Essas obras constituem a maior parte do que Pedrosa chama de núcleo histórico da exposição, e essa era a parte da Bienal pela qual eu mais ansiava. Ela prometia demonstrar que o mundo fora do Atlântico Norte tem uma história de arte moderna muito mais rica que nossos principais museus nos mostraram.

De fato, é verdade. Mas você não aprenderá isso aqui, onde pinturas de importância e qualidade extremamente diferentes foram colocadas juntas sem quase nenhuma documentação histórica, contexto cultural ou mesmo prazer visual. Isso elimina as distinções entre regimes livres e não livres, entre sociedades capitalistas e socialistas ou entre aqueles que aderiram a uma vanguarda internacional e aqueles que viam a arte como uma vocação nacionalista. Os verdadeiros pioneiros, como a imensa inovadora brasileira Tarsila do Amaral, são equiparados a retratistas ortodoxos ou tradicionalistas.

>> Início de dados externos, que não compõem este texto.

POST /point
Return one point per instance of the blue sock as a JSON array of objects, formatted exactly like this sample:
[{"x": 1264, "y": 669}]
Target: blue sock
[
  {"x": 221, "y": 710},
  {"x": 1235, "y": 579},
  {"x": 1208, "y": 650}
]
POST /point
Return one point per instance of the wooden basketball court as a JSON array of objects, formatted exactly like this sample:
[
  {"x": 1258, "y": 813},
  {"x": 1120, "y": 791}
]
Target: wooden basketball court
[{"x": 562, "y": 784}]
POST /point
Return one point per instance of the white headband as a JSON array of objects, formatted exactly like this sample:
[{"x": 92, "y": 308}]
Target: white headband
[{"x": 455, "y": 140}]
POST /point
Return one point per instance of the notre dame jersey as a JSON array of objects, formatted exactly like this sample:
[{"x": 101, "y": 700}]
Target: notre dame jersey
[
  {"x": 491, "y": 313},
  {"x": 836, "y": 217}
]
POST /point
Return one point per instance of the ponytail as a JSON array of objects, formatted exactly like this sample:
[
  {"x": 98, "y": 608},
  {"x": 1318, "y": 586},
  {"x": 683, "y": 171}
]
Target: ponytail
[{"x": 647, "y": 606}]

Vista do 'núcleo histórico' da Bienal de Veneza; o grande retrato no centro é de Hendra Gunawan, da Indonésia; as obras menores são de pintores de Brasil, Egito, Sudão e África do Sul - Casey Kelbaugh - 18.abr.24/The New York Times

Exposições mais ambiciosas —notadamente a gigantesca "Postwar", realizada em Munique em 2016-17— usaram justaposição crítica e documentação histórica para mostrar como e por que um modernismo asiático ou um modernismo africano tinham a aparência que tinham. Aqui em Veneza, Pedrosa trata as pinturas de todos os lugares como meros selos postais, colados com pouca acuidade visual, celebrados apenas por sua raridade para um espectador "ocidental" implícito.

Você achava que éramos todos iguais? Aqui está a lógica do antigo museu etnológico, transposta da exposição colonial para a página de resultados do Google Imagens. S.H. Raza, da Índia, Saloua Raouda Choucair, do Líbano, a cubano-americana Carmen Herrera e pintores que eram novos para mim foram reduzidos a uma espécie de papel de parede do Sul Global e fotografados pelos visitantes dessa forma.

Tudo isso mostra que é muito fácil falar a linguagem exculpatória da arte, invocar a "opacidade" ou a "fugacidade" ou qualquer que seja o mote decolonial atual. No entanto, ao diferenciar cerca de 95% da humanidade —ao designar praticamente todos os habitantes da Terra como "estrangeiros" e atribuir-lhes categorias com rótulos adesivos—, o que você realmente faz é exatamente o que os terríveis europeus fizeram antes: você exotiza.

No entanto, apesar de tudo isso, gostei muito da Bienal deste ano! Na exposição central, ainda estou pensando em uma instalação monumental de bobinas de argila não queimadas de Anna Maria Maiolino, vencedora do Leão de Ouro pelo conjunto da sua obra, que reformula a produção em série como algo íntimo, irregular e até anatômico. Karimah Ashadu, que ganhou o Leão de Prata por seu filme em alta velocidade de jovens que atravessam Lagos em motocicletas proibidas, deu à intensidade econômica da vida na megacidade uma linguagem visual vigorosa.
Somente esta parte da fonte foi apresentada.